The kids have a great role model in Craig, who, like them, is learning to farm sustainably. Like his students, Craig planted native grasses; both learned that if you don't contact the county and let them know that your native grasses are part of your sustainable farming project, the county will spray them. His farming operation includes an organic block which he considers his laboratory, a place to take ideas from and put them into practice in the rest of the orchards. "You don't have to be organic to be sustainable, however," he added, and said he is "committed and involved" in sustainable farming while acknowledging that it's a slow process. The home orchard, he noted, probably needs sustainable farming most, because it has some soil born diseases, old trees, possibly tired ground—all of which indicate that it needs enrichment. 'We've always used integrated pest management," he said, "no question about that. We hire a pest control advisor. We've never sprayed the whole orchard all at once. All of that goes without question. This last year we've started to cover crop for the first time and on another of our ranches we've been cover cropping for about three years.

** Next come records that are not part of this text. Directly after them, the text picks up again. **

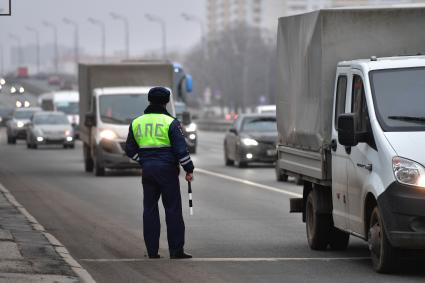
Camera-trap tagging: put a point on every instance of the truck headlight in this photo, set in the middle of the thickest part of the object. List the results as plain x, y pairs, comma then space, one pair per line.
249, 142
408, 172
191, 127
107, 134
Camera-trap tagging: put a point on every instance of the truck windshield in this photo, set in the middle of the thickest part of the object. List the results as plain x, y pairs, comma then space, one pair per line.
259, 124
26, 114
399, 98
67, 107
50, 119
121, 109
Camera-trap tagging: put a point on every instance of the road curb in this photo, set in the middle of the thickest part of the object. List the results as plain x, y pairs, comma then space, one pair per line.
57, 245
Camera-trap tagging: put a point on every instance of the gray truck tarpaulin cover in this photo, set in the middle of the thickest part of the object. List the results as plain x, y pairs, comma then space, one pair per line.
309, 49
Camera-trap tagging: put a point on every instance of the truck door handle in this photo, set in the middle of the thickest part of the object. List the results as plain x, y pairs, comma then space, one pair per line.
367, 167
334, 145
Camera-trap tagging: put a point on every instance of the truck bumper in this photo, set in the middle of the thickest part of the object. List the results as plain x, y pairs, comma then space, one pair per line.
266, 154
114, 157
403, 212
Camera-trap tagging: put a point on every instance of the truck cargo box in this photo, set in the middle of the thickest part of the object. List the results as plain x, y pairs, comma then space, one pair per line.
309, 49
92, 76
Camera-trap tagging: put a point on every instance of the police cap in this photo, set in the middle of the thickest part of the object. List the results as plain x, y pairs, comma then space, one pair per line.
159, 95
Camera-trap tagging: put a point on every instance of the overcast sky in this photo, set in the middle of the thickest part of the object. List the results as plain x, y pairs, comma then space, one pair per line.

Craig's commitment to practicing sustainable techniques and the amount of time he gives to teaching the principles of land stewardship really do set him apart from many of his peers. He conceded, "I've never been a typical farmer. I didn't come to this in a typical pattern. I didn't come to it with resources that were typical. That has afforded me some opportunities and provided some real disadvantages." His life "demands a lot, but it compensates with a lifestyle that allows you to look at things the way you want to. I wanted to become a farmer because I wanted to become productive, to do meaningful things with my life. I've always been proud to say, 'I'm a farmer.' On every tax form or survey, I'm proud to fill that in. I try to pass on [to my kids] the rhythm of what I do, and the attachments of what I do, which to me, are circled by the stewardship. We are stewards of this land; it will thankfully live a lot longer than we will, so it will be farmed by other people, by another generation. Therefore, we try to make decisions today that give longevity to what we do."